Als Alternative zum ibh-link (Hilscher-Hardware + ibhnet) gibt es
den ACCON-NetLink (Hilscher-Hardware + ACCON-S7-Net).

Welche Siemens-Software und Geräte aktuell unterstützt werden
habe ich vorhin hier geschrieben:

http://www.sps-forum.de/phpBB2/viewtopic.php?t=5280

Eine Bestellung des ACCON-NetLink zum Test ist jederzeit 
möglich, Sie erhalten dann ein erweitertes Rückgaberecht 
innerhalb 14 Tage (Standardfrist, kann aber auch ein längerer 
Zeitraum vereinbart werden).



			
				Lazarus™ schrieb:
			
		

> ... Weil generell sind die Dinger echt ne gute Idee. Wäre nur schön, wenn es eine RJ45 Buchse, statt dem festen Kabel geben würde und auch der Sub-D durchgeschliffen wäre (Für Huckepack) ...

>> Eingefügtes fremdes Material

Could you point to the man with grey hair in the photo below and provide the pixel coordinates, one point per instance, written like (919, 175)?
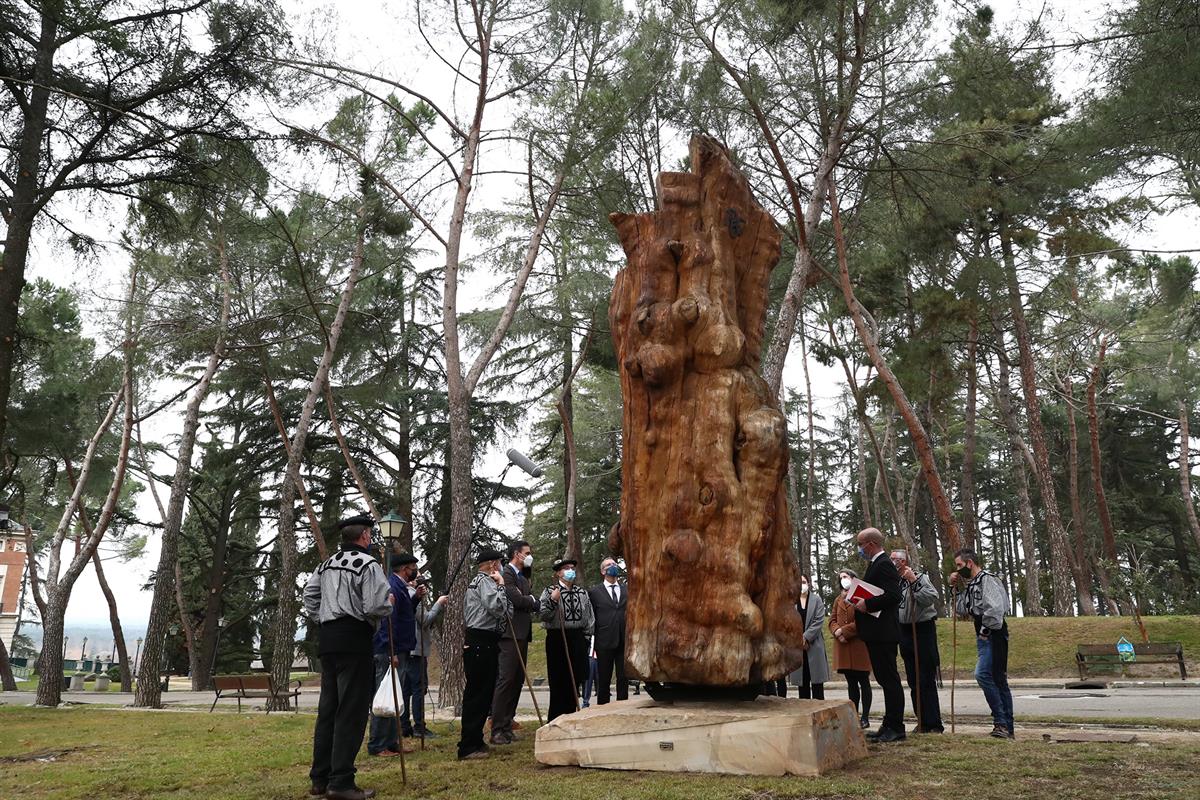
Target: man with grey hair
(917, 614)
(610, 599)
(882, 633)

Gibt es ab Mitte November, zwar etwas größer, aber dafür weniger
warm, mit RJ45-Buchse, mit aktivem Kabel mit PG-Buchse, mit mehr
gleichzeitigen Verbindungen ... :

http://www.deltalogic.de/pbhw/netlink/netlink-pro.htm

Auch den NetLink-PRO können Sie zum Testen bestellen, dauert 
aber am Anfang etwas, da wir einige Vorbestellung haben.

Viele Grüße

Gerhard Bäurle


----------



## Lazarus™ (26 Oktober 2005)

Hallo Herr Bäurle,



> Gibt es ab Mitte November, zwar etwas größer, aber dafür weniger
> warm, mit RJ45-Buchse, mit aktivem Kabel mit PG-Buchse, mit mehr
> gleichzeitigen Verbindungen ... :



Klingt verlockend  8) 
Ende November etwa habe ich dann eventuell auch wieder Zeit und checke das...   Was heisst aktives Kabel ????


----------



## Lazarus™ (26 Oktober 2005)

Nochmal ich...

Herr Bäurle, hat sich erledigt. Habe Ihre Internetseite besucht. Fragen sind geklärt   

Sieht gut aus, werde es sicher Ende November mal testen, zumal sie verlängerte Rückgabe zusagen, das klingt sehr fair und gibt einem das Gefühl, das Sie überzeugt sind von dem Produkt... 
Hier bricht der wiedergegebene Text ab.